Однако ж иконам тем молились, и молились истово. Взглянув на того, кто стоял на коленях в углу и клал земные поклоны, княжич поначалу даже испугался: думал, что медведь. Уж очень громоздок, сутул и космат был молившийся; приглядевшись, княжич немного успокоился, сообразив, что сие человек и что покрыт он не шерстью, а безрукавкой из звериной шкуры. Безрукавка эта показалась ему смутно знакомой, но он никак не мог припомнить, где видел такую же. А ведь видел, и совсем недавно!
Человек закончил молитву и, поднявшись на ноги, повернулся к ложу, на котором неподвижно возлежал княжич. Пётр Андреевич ужаснулся вдругорядь, узрев страшный шрам, что, начинаясь где-то в густых, обильно забрызганных сединою волосах, пересекал левый глаз и скрывался в длинной косматой бороде. В тот же самый миг он узнал своего спасителя, а может, и пленителя: то был мужик, коего княжич видел у брода и счёл состоящим при обозе проводником. Стало быть, ему тоже посчастливилось уцелеть; впрочем, могло случиться и так, что этот косматый дикарь, прельстившись златом, нарочно завёл вверившихся ему людей в засаду.

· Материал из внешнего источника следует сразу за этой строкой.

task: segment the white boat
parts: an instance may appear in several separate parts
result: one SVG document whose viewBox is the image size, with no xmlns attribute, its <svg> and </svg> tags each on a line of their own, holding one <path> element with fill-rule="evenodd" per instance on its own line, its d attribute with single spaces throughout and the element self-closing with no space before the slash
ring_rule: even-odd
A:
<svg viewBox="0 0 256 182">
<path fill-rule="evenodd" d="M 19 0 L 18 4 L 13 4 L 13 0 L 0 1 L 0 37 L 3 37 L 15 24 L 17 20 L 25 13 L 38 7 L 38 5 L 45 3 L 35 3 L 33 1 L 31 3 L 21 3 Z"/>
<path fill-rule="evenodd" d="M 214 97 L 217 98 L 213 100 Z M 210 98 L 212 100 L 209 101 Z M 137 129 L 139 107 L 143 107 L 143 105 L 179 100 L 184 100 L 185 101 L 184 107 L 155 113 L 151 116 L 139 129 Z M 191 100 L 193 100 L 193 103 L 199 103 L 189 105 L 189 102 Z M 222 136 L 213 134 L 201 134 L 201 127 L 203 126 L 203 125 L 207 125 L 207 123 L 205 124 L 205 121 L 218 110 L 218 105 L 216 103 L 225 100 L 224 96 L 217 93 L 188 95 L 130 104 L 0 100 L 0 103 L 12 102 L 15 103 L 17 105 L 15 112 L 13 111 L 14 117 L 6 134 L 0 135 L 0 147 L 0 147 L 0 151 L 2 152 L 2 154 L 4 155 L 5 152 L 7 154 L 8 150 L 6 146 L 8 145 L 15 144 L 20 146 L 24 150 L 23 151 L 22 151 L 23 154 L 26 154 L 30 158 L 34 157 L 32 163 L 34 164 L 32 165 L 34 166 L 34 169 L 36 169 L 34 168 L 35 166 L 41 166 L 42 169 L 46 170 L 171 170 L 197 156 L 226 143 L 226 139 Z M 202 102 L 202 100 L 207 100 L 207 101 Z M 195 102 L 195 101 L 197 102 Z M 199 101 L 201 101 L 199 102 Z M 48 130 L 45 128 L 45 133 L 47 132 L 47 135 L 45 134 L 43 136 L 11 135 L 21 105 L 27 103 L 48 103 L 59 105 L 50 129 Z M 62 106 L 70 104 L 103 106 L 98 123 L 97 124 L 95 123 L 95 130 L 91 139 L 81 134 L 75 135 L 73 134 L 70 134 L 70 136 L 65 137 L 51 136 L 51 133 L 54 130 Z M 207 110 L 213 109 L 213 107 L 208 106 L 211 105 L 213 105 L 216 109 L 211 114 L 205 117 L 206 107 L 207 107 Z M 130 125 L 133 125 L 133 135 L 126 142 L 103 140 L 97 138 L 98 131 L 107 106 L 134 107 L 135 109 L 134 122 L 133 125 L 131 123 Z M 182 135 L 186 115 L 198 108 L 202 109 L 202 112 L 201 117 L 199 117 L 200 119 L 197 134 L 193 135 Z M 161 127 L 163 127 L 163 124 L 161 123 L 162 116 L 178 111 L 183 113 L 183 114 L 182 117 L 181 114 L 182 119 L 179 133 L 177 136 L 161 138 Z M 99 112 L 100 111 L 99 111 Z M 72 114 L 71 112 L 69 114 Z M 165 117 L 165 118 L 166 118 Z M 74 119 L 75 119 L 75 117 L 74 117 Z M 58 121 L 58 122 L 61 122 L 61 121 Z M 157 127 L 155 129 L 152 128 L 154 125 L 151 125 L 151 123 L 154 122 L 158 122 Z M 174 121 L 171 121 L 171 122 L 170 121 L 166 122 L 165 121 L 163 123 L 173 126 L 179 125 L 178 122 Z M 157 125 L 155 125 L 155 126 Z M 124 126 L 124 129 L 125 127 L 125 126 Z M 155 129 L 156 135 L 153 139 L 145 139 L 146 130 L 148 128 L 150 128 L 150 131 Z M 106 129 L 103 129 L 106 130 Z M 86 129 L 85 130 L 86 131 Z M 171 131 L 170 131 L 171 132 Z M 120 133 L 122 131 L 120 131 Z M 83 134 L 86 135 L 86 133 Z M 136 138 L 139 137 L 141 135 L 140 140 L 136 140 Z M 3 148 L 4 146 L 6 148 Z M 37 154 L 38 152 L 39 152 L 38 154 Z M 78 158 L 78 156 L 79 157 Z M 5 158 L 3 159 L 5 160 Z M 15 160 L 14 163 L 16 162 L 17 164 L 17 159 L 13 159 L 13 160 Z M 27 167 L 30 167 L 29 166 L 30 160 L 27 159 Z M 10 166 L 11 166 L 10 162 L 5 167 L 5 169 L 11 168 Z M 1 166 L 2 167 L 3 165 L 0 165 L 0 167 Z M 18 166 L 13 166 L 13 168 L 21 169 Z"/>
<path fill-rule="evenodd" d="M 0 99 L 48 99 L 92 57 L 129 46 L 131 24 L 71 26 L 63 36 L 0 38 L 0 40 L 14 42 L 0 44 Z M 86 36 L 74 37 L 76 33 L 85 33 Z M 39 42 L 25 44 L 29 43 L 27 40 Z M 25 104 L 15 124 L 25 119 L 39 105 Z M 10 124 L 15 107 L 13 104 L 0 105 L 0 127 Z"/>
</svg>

По зрелом размышлении княжич отбросил последнюю мысль как заведомо вздорную: перебитые на лесном ручье аломанцы, по всему видать, направлялись как раз навстречу обозу, дабы с неизвестной целью конвоировать его – куда, было ведомо только им, да ещё тем бедолагам, что ехали в обозе. Встреча, по всему видать, была назначена как раз у переправы через реку, а стало быть, проводник ни в чем не был виноват – куда ему было сказано, туда и привёл. Да хотя бы и не так; всё едино, княжич был не в силах пошевелиться, даже если бы к его ложу подходил сейчас сам чёрт с рогами и вилами.
– Нешто очухался? – склонившись над ложем и внимательно вглядываясь в лицо раненого, с толикой удивления молвил бородач. – А и крепкая ж у тебя, молодец, голова! Такому воину и сабли не надобно – головой можно стены крушить и ворогов наповал разить. Не пробовал?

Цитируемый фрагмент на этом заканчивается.